No one said it better than Arnold Schwarzenegger: "No pain, no gain."
Muscle soreness is commonly associated with exercise effectiveness. In other words, unless it is painful to sit on a toilet after a lower-body workout or grab something off the top shelf following an upper-body workout, you did not work hard enough.
However, soreness (or lack thereof) does not indicate a good or bad workout.
It is not uncommon to feel sore the next day or two after a workout, especially if the exercise routine is new.
This is known as delayed onset muscle soreness (DOMS), which typically develops 12 to 24 hours after the workout is performed and can produce the greatest pain between 24 and 72 hours after exercise.
Soreness is a sign that your body is adapting to the stresses imposed by the exercises, so you will be better equipped to perform them again.
The severity of soreness tends to differ among individuals and depends on the types of forces placed on the muscle, training status of the person, and even genetics.
What Causes DOMS?
A common misconception about DOMS is that it is caused by lactate or, as it is commonly called, lactic acid buildup. But research shows that is not the case.
The exact cause of DOMS is not clearly understood. But, most research suggests it is related to muscle cell damage and an increase in various metabolites in the muscle cell area.
The type of muscle contraction is a key factor in the development of DOMS.

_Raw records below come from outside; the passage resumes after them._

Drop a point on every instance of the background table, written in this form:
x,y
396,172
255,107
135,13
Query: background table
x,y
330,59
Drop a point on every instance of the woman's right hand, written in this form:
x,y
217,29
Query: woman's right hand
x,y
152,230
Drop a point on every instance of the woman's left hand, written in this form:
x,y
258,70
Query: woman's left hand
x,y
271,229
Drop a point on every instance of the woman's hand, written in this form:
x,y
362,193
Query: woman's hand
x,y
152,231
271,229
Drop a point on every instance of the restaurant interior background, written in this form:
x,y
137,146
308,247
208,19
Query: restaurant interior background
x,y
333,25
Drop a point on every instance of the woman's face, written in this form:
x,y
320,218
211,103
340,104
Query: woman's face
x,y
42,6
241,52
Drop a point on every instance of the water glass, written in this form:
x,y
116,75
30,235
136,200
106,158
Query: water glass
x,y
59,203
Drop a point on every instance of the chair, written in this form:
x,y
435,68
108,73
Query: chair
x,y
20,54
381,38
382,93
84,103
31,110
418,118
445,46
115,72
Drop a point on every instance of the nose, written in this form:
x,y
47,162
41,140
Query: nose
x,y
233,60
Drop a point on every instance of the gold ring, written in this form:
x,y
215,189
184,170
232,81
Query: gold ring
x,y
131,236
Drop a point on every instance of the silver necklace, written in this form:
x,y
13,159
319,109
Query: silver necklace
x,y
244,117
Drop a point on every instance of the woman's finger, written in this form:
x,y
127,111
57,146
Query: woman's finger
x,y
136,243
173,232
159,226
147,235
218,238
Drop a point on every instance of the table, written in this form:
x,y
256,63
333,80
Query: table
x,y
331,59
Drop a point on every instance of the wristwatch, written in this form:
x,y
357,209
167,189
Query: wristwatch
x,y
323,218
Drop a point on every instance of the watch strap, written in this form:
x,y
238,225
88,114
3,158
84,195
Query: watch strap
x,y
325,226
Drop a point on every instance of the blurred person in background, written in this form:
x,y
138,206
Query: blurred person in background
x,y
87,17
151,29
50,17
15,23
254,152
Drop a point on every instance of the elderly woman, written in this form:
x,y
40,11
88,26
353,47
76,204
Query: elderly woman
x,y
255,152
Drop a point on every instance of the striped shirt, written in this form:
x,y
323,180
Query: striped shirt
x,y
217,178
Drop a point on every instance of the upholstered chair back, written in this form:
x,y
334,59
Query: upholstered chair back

When a muscle lengthens against a load—as during the lowering phase of a Bicep Curl exercise—the muscle contraction is eccentric. These eccentric contractions result in more muscle cell damage than concentric contractions, which occurs when the muscle shortens during a contraction against a load.
Soreness Is Not a Sign of Muscle Growth
Several people pride themselves on feeling sore the day following a hard workout as a sign of muscle growth. They assume that the soreness is a sign that muscle damage took place and that therefore the muscle will repair itself and grow bigger.
However, research shows that muscle damage is not always needed for muscle growth, and muscle soreness does not always indicate muscle damage.
Theoretically, if muscle damage did indicate muscle growth, research also shows you cannot use muscle soreness as a reliable indicator of how much muscle damage occurred.
Thus, just because your muscles are sore does not mean they are growing. Conversely, just because your muscles are not sore does not mean they are not growing.
Ways to Treat Muscle Soreness
The easiest way to reduce the severity of DOMS is to progress slowly in a new program. This gives your muscles time to adapt to the stresses and minimize the symptoms. Even then, it is unlikely you can avoid muscle soreness altogether.
Non-Steroidal Anti-inflammatory Drugs (NSAIDs) such as ibuprofen can help, but they may also slow the ability of the muscle to repair itself.